After adding 0 μm each, the cells were covered with parafilm and incubated at 37° C. for 2 hours.
ヒトTNF−α溶液を除去し、400μj!のWash
ingBufferでポリスチレンキュベツトの内壁を
3回洗浄した後、100μにのアビジン標識抗ヒトTN
F−α・ウサギ抗体溶液を全てのポリスチレンキュベツ
トに入れ、パラフィルムでカバーした後、37℃で2時
間インキュベートした。Remove human TNF-α solution, 400μj! Wash
After washing the inner wall of the polystyrene cuvette three times with ingBuffer, add 100μ of avidin-labeled anti-human TN.

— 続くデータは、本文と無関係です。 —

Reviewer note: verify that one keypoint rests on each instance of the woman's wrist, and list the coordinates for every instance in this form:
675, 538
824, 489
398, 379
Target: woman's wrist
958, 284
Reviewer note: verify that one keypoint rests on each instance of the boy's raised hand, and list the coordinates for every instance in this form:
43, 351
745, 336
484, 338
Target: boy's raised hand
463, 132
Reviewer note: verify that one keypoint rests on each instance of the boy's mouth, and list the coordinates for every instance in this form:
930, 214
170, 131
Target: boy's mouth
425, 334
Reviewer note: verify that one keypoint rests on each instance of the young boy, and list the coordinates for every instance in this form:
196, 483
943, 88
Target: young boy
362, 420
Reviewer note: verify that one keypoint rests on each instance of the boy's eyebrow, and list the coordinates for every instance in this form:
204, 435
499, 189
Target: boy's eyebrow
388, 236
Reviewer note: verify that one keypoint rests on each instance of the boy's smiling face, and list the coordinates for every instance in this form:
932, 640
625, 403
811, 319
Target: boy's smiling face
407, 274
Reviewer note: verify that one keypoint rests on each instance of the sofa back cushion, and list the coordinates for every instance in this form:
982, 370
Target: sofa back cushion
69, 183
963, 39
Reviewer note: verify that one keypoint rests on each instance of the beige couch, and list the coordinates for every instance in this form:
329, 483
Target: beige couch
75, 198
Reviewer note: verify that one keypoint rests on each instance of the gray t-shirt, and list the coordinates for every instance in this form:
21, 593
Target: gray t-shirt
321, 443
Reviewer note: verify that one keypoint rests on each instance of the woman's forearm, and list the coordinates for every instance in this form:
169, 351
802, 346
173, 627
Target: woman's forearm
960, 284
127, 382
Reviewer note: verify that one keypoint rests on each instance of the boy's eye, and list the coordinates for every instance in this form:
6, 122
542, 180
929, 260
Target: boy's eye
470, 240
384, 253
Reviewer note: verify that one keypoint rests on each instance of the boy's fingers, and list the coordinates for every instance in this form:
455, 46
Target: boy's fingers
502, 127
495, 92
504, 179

The F-α rabbit antibody solution was placed in all polystyrene cuvettes, covered with parafilm, and incubated at 37°C for 2 hours.
この後、余剰のアビジン標識抗ヒトTNF−α・ウサギ
抗体を除去するために、アビジン標識抗ヒトTNF−α
・ウサギ抗体溶液を除去した後、400μLのWash
ingBufferでポリスチレンキュベツトの内壁を
3回洗浄した。After this, in order to remove excess avidin-labeled anti-human TNF-α/rabbit antibody, avidin-labeled anti-human TNF-α
・After removing the rabbit antibody solution, wash 400 μL
The inner wall of the polystyrene cuvette was washed three times with ingBuffer.
次に、全てのポリスチレンキュベツトに、ビオチン標識
エクオリンを50μLずつ加え、パラフィルムでカバー
した後、室温で2時間インキュベートした。この後、余
剰のビオチン標識エクオリンを除去するために、ビオチ
ン標識エクオリンm液を除去した後、400μfのWa
shing Bufferでポリスチレンキュベツトの
内壁を3回洗浄した。Next, 50 μL of biotin-labeled aequorin was added to each polystyrene cuvette, covered with parafilm, and incubated at room temperature for 2 hours. After this, in order to remove excess biotin-labeled aequorin, after removing the biotin-labeled aequorin m solution, 400 μf of Wa
The inner wall of the polystyrene cuvette was washed three times with shing Buffer.
続いて、エクオリン標識抗ヒトTNF−α・ウサギ抗体
を用いたヒトTNF−αの定量の場合と同様にして、エ
クオリン活性を測定し、ヒトTNF−α溶液中のヒトT
NF−α量を求めた。Next, aequorin activity was measured in the same manner as in the case of quantifying human TNF-α using an aequorin-labeled anti-human TNF-α/rabbit antibody, and human T in the human TNF-α solution was measured.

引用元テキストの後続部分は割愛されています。